I’m sure you’ve noticed, maybe even agreed with, the prejudice that seems built into the binary nature of the English language. Light and dark. Good and bad. The Normative. It’s really baked in, and its really problematic, describing everything from beauty standards to morality. It’s a way of thinking that enabled human enslavement and continued oppression. It’s way of thinking that persists beyond any individual and their beliefs, structured into our systems of social and economic and political order. But “Only in darkness is the moon’s dance so clear. There is mystery woven in the dark quiet hours. There is magic in the darkness. Do not be afraid. We are born of this magic.”
Winter Solstice is not just about the return of more light, however, because Solstice operates not by binaries or duality but by cycles, and no part of the cycle is bad.
All parts are necessary. All parts have their gifts. The dark is a time of seed planting and of resting, of introspection and memory, inviting contemplation of our pasts and our ancestors. Today, your day will be three seconds longer, tomorrow a whole eight seconds! It’s still really dark, and we should settle into the darkness and its gifts. “So, do not rush the coming of the sun. Do not crave the lengthening of the day. Celebrate the darkness. Here and now. A time of richness. A time of joy.”
Ellen Newman reminded me, and others, that for many years this congregation held a Winter Solstice Service, part of your past and perhaps one day part of your future. And you would sing a song called “The Dark” by Mary Grigolia. Here is some of the wisdom from that song: “Oh, the darkness takes courage, the darkness takes time. Living in the darkness takes a different state of mind. The darkness knows healing. The darkness knows change. Oh, Mother Darkness I return to you again.” Even as the light returns, let us lean into the dark and its lessons and comfort.
Second Reflection
Light and dark. Good and bad. The Normative. It’s really baked in, and its really problematic, describing everything from beauty standards to morality. It’s a way of thinking that enabled human enslavement and continued oppression. It’s a way of thinking that persists beyond any individual and their beliefs, structured into our systems of social and economic and political order. It’s what makes a story about a black Santa Claus just that extra bit special or strange or unexpected.
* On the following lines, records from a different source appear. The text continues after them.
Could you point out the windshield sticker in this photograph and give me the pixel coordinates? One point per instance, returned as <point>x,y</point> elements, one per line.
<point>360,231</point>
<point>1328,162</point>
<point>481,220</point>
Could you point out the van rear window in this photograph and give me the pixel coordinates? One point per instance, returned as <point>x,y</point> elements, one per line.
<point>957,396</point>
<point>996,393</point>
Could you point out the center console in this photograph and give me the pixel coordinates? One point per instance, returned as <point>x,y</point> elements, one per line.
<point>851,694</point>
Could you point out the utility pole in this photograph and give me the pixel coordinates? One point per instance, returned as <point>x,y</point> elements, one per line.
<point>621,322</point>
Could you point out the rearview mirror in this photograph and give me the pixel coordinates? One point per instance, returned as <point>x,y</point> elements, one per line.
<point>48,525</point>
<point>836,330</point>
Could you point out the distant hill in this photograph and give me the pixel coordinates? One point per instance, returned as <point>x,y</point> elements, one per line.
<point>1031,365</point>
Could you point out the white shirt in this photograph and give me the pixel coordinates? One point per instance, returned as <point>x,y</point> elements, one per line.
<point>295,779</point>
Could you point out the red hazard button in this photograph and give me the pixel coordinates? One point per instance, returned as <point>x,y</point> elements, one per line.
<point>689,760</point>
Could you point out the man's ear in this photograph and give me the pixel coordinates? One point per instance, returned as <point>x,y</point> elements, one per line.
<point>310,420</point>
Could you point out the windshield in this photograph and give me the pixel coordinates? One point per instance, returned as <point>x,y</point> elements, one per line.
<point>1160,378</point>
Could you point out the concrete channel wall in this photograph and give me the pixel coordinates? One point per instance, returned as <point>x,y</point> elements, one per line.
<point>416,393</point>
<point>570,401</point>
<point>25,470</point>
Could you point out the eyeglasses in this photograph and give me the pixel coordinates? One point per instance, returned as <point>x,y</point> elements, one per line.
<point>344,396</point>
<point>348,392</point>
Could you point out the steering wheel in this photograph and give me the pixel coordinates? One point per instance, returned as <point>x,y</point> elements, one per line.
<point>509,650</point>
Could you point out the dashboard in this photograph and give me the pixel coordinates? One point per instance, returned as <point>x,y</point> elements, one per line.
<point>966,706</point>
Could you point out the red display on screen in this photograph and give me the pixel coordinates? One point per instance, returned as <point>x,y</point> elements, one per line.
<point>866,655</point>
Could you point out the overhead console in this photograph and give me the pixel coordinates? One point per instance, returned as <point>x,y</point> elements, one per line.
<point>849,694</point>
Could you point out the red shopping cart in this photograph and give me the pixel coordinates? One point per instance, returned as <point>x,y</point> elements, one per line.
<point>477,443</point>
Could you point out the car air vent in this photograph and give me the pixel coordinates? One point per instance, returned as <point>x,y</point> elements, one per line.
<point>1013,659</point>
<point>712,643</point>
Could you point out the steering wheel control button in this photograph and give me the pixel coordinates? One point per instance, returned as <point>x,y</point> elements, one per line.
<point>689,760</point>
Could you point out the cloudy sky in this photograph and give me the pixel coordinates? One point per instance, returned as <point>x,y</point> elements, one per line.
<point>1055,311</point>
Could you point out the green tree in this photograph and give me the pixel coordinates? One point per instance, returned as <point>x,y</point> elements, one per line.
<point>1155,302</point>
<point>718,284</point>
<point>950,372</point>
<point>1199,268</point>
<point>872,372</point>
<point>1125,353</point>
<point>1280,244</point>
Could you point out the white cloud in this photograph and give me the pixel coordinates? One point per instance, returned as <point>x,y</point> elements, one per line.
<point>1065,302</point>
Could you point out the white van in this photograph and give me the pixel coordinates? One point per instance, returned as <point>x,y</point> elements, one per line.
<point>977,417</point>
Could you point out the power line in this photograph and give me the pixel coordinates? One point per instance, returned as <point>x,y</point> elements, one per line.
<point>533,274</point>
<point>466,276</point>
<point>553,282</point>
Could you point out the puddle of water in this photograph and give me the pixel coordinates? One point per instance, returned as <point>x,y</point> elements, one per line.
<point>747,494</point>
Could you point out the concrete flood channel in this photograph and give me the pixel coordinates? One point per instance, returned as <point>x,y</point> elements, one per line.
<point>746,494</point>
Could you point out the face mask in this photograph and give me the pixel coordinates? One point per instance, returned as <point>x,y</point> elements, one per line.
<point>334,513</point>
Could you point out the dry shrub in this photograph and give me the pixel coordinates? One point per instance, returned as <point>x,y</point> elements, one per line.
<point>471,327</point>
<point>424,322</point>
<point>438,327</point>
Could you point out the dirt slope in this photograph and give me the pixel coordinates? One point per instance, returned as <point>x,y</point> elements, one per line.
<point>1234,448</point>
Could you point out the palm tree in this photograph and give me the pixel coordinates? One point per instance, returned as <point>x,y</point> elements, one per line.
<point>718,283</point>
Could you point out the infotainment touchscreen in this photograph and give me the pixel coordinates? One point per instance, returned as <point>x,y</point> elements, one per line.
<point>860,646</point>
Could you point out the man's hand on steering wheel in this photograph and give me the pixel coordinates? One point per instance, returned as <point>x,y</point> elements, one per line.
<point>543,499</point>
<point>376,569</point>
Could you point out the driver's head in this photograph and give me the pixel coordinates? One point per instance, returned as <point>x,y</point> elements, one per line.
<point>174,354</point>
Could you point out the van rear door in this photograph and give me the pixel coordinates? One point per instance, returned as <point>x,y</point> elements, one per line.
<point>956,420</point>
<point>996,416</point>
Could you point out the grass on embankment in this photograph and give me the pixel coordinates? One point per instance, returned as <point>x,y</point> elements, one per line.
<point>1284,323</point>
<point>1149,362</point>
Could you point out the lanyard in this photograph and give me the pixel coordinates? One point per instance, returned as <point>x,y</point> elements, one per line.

Add in a gay Santa, and some of our heads our spinning—let’s hope with delight rather than something murkier or gloomier.
We think in these oppositions, but much in nature does not really work that way. As my son was born, I watched the second hand of a clock on the wall cross the 12, the hour and minutes hands straight up. He was born as one day became the next, no pause between one and the other. The solstice is like this, too. Day becomes night becomes day. The longest night turns into the shortest day and then a shorter night and longer day follow with no break. It is we who must break, we who make a ceremony to mark this transition, because it is meaningful to us—to observe the change, to notice it with attention, to hold it with reverent care as one of the things science can explain but still remains a profound mystery.
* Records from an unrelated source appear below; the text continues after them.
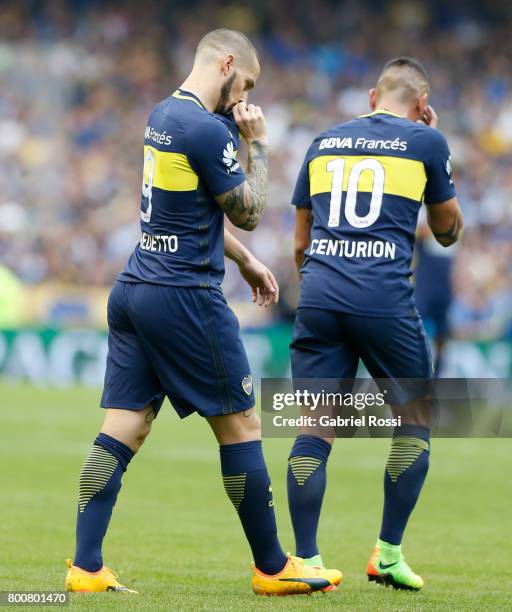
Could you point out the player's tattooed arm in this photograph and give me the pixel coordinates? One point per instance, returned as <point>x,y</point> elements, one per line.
<point>265,290</point>
<point>445,221</point>
<point>303,225</point>
<point>451,236</point>
<point>244,205</point>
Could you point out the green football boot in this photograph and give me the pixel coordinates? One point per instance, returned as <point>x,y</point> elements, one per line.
<point>387,566</point>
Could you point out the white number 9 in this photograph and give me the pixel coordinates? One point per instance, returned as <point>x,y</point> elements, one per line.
<point>149,163</point>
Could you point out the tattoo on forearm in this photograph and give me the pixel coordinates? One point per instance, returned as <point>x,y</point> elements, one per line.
<point>450,236</point>
<point>245,209</point>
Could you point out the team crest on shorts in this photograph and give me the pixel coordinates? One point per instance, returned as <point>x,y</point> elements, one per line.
<point>247,384</point>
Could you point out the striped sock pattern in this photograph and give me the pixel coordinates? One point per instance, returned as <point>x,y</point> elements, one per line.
<point>404,452</point>
<point>303,467</point>
<point>96,472</point>
<point>235,488</point>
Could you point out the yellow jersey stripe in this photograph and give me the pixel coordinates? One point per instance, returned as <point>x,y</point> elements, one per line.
<point>172,171</point>
<point>178,94</point>
<point>403,177</point>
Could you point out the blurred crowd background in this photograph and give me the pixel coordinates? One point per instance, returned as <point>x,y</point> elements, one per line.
<point>77,80</point>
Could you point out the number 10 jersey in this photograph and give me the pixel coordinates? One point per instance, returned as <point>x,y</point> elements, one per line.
<point>365,181</point>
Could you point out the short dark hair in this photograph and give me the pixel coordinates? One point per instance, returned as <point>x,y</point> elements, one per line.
<point>407,62</point>
<point>224,40</point>
<point>405,77</point>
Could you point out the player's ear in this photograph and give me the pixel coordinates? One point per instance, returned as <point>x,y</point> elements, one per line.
<point>228,64</point>
<point>422,104</point>
<point>372,96</point>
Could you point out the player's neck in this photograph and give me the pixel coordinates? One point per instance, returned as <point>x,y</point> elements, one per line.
<point>392,106</point>
<point>201,90</point>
We make the moment meaningful, because we must.
In just a few minutes, Ellen will lead us in the Bells of Norwich Sacred Circle Dance, another UCM tradition past ready to make a return. The song commemorates the Anchoress Julian, who lived a life of seclusion and prayer in a cell attached to Norwich Cathedral in Norfolk, England. You may be familiar with her prayer, that came to her as a vision, she claims: “All shall be well, and all shall be well, and all manner of thing shall be well.” Sometimes this seems like a strange prayer to me, sometimes a cruel one, when the world is burning and so many of us suffer for no good reason. But this is what Julian learned in her seclusion and contemplation, that the sins of the world are necessary that we might truly know the deep necessity of Love. And while it was the sinning of individuals and the Love of Jesus she meant, I think this can apply to the social sins we endure and our individual and collective efforts to end the harm that follows. Maybe that just sounds like Christianity rephrased as Unitarianism, and maybe it is.
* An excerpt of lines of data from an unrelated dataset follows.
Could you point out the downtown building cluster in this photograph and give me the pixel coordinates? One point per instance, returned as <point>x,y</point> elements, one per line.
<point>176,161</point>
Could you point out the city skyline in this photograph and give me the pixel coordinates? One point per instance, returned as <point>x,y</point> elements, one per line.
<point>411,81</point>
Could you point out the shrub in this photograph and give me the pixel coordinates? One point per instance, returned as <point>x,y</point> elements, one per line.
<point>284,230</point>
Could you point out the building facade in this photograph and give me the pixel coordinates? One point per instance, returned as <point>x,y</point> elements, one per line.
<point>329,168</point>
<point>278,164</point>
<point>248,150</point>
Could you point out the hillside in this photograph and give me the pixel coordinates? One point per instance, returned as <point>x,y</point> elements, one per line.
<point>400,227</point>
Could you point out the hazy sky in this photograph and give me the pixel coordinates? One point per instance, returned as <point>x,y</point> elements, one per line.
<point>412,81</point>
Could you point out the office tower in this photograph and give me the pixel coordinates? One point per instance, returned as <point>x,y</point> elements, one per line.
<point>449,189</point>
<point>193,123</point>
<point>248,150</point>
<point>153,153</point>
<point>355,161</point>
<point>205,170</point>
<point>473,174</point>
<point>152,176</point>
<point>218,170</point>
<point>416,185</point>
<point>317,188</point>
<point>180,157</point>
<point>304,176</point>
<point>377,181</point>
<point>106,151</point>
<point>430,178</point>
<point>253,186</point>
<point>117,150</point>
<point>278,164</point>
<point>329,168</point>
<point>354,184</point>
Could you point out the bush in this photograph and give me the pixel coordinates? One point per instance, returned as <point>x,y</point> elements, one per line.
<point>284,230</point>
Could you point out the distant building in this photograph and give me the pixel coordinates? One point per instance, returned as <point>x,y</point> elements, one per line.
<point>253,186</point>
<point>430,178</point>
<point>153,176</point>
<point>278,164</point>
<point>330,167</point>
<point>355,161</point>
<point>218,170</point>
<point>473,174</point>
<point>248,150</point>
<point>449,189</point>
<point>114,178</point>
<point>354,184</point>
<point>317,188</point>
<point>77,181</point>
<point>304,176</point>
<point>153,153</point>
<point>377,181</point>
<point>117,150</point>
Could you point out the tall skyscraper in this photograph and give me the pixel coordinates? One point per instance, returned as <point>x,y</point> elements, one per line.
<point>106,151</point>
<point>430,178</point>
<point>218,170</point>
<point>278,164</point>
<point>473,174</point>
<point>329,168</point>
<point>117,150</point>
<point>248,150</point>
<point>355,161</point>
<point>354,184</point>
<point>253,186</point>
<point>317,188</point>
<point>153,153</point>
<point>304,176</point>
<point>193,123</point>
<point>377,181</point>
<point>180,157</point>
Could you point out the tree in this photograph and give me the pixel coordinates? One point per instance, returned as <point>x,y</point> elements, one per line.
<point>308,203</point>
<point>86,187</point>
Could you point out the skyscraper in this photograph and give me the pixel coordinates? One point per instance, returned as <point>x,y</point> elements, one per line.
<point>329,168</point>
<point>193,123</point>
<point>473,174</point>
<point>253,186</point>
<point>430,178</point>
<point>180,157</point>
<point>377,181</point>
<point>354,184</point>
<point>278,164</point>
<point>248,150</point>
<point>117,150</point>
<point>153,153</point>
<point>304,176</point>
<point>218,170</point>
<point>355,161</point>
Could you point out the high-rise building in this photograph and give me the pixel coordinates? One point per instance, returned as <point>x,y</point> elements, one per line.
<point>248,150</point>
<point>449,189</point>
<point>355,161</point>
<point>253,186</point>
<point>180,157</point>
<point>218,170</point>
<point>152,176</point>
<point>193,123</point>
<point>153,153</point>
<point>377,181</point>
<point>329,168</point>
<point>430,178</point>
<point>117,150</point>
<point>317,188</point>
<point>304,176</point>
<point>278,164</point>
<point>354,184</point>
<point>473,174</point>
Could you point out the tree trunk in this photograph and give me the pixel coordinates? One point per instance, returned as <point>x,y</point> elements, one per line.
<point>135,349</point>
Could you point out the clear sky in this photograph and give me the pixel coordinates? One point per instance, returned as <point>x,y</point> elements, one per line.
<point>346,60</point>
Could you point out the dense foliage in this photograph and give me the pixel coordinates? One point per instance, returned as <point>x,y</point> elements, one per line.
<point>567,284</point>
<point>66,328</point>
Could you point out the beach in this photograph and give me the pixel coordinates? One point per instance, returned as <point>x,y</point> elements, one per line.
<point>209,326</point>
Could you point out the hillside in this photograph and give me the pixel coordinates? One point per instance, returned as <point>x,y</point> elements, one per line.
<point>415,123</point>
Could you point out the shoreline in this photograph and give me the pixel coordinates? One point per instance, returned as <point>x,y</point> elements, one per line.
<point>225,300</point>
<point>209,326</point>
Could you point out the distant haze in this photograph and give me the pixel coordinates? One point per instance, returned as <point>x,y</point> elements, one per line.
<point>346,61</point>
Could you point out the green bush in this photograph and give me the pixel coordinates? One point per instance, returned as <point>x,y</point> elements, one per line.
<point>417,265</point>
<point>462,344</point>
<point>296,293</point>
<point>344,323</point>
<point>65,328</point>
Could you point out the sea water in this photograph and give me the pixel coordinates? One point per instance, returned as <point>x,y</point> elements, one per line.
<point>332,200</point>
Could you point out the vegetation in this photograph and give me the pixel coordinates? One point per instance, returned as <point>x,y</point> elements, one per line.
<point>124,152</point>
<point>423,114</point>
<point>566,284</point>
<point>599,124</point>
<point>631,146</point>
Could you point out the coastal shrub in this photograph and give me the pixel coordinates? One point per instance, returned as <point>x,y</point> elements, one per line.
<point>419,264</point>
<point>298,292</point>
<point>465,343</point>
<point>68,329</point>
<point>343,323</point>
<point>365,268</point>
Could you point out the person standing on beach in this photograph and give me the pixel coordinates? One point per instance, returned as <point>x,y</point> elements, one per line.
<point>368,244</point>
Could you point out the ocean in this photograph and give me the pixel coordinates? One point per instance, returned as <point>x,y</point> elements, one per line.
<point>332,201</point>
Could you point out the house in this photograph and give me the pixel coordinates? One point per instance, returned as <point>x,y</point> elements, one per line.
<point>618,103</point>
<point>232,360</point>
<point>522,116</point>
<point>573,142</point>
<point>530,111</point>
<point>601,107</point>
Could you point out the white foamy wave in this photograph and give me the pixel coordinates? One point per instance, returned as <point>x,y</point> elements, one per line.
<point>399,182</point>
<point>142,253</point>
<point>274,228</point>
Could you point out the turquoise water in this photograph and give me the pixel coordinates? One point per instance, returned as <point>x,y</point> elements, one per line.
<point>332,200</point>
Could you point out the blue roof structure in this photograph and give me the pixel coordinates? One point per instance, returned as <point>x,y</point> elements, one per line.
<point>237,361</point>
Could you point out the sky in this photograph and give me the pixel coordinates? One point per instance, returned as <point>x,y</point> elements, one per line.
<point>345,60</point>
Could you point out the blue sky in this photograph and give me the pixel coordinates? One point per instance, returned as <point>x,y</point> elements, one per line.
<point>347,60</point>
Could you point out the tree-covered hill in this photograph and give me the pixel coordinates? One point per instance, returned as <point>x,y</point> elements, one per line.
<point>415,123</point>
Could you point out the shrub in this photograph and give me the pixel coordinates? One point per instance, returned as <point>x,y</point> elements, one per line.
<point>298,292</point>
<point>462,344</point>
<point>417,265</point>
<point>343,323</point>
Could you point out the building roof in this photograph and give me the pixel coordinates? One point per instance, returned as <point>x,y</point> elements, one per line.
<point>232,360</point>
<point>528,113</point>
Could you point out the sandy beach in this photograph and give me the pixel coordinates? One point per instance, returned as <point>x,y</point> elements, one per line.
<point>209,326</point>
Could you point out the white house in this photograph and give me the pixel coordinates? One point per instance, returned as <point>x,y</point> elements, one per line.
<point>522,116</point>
But Julian offered us more in her theology, a strangeness that goes beyond a Christian faith. Her seclusion and contemplation led her to know Jesus as our mother, Jesus still the Son of God but also our Mother. How marvelous! Genders and roles sliding into and eliding with each other, showing in another way the failures of our binary thinking. And what most matters is not the divisions and the wrongs, but the Love—of a deity for its creation, of a mother for her children, of the Earth for the creatures that share and emerge from her body, all the elements the same. What matters is Love, thriving, healthy generativity, system-wide flourishing. Return and turning. Not a feeling only but an overwhelming manifestation of abundance and plenty, surrounding embracing filling and fulfilling. May we celebrate Love as we celebrate the solstice, a return to the light. May it lead us to awareness and compassion. May it ever be so.